The creation of modern extracorporeal circuitry technology, in combination with the publication of the CESAR trial [17] and the subsequent H1N1 influenza outbreak, has led to an exponential increase in use of ECMO; according to the Extracorporeal Life Support Organization 117 cases of adult respiratory ECMO were reported in 2004, increasing to 1497 cases reported in 2014 [23]. In the LUNG SAFE study, 6.6 % of patients with severe ARDS across the 50 countries received ECMO [10]. Reports of the current use of ECCO2R specifically for ARDS outside of its application for obstructive lung disease or bridge to lung transplant are not yet known.

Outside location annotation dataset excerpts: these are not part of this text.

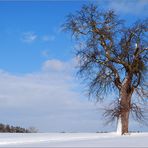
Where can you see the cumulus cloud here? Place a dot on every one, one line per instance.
(29, 37)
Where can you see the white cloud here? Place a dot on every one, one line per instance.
(49, 100)
(29, 37)
(136, 7)
(48, 38)
(56, 65)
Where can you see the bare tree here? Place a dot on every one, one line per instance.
(112, 57)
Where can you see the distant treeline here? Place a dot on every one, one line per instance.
(16, 129)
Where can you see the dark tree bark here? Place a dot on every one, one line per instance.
(112, 57)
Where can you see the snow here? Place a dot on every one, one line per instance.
(73, 140)
(119, 126)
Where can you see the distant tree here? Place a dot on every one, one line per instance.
(8, 129)
(11, 129)
(112, 57)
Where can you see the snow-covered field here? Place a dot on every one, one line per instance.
(73, 140)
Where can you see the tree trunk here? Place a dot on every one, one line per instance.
(125, 104)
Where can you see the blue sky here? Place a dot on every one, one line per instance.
(38, 87)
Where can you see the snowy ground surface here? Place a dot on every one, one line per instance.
(73, 140)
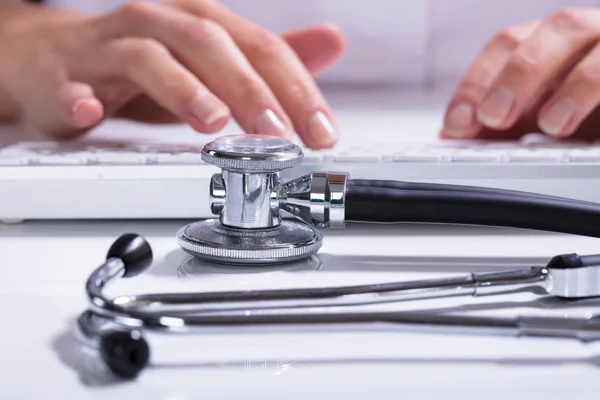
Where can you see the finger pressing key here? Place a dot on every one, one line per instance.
(208, 52)
(282, 70)
(555, 47)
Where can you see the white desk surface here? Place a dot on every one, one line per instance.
(45, 265)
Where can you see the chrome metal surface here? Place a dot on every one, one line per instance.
(255, 153)
(575, 282)
(246, 196)
(255, 205)
(211, 240)
(317, 199)
(160, 312)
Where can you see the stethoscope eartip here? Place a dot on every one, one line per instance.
(126, 353)
(135, 252)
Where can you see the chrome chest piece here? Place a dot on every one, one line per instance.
(251, 200)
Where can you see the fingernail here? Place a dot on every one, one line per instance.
(556, 118)
(268, 123)
(459, 120)
(208, 109)
(496, 107)
(321, 130)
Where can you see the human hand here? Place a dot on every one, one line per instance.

The adjuvants reviewed here are only a few of many potential pharmacologic (e.g., aspirin, statins) and non-pharmacologic (e.g., non-invasive ventilation) adjuvants that continue to be assessed. Our review selectively focused on adjuvants studied across multiple large clinical trials over the past few decades.

Factors affecting adoption and de-adoption

Given the heterogeneity of ARDS, decision-making about the use of adjuvant therapy in specific subgroups of patients is complex. For example, in advance of the positive proning trial described above, many clinicians advocated for the use of prone ventilation on the basis of the compelling physiologic rationale and limitations of the existing trials. Since statistically negative trials cannot prove lack of efficacy, arguments can be offered about the use of treatments from these trials in different patient subsets or with different protocols than those studied. In addition, the evolution of the evidence regarding adjuvants spans decades of ARDS research including some trials conducted before pressure- and volume-limited ventilation became the standard of care, adding to the uncertainty of treatment effects [24].

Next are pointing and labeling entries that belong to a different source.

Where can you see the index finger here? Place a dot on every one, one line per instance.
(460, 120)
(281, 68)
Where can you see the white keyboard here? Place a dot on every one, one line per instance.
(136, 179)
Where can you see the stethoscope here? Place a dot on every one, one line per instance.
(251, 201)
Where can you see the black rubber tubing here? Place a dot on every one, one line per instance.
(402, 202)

More importantly, when the evidence base is weak or inconsistent, as it is in much of medicine, factors other than evidence drive adoption and de-adoption. For example, many of the ARDS adjuvants improve oxygenation. Despite the lack of association between oxygenation improvement and mortality, physicians are likely to reach for these adjuvants for the reassurance provided by improving oxygenation. Other factors may also drive adoption and de-adoption including experience with the treatment, cost, availability, perceived risk, and patient comfort [25].

Conclusions

This review highlights adjuvants to standard mechanical ventilation for ARDS patients, the limited evidence base for the use of many of these adjuvants, and the available data regarding how they are deployed in current practice. Given the high costs in terms of equipment and personnel associated with the use of many of these adjuvants, more research surrounding trends in use, the impact of evidence on use, and factors that may influence adoption and de-adoption of these adjuvants is needed.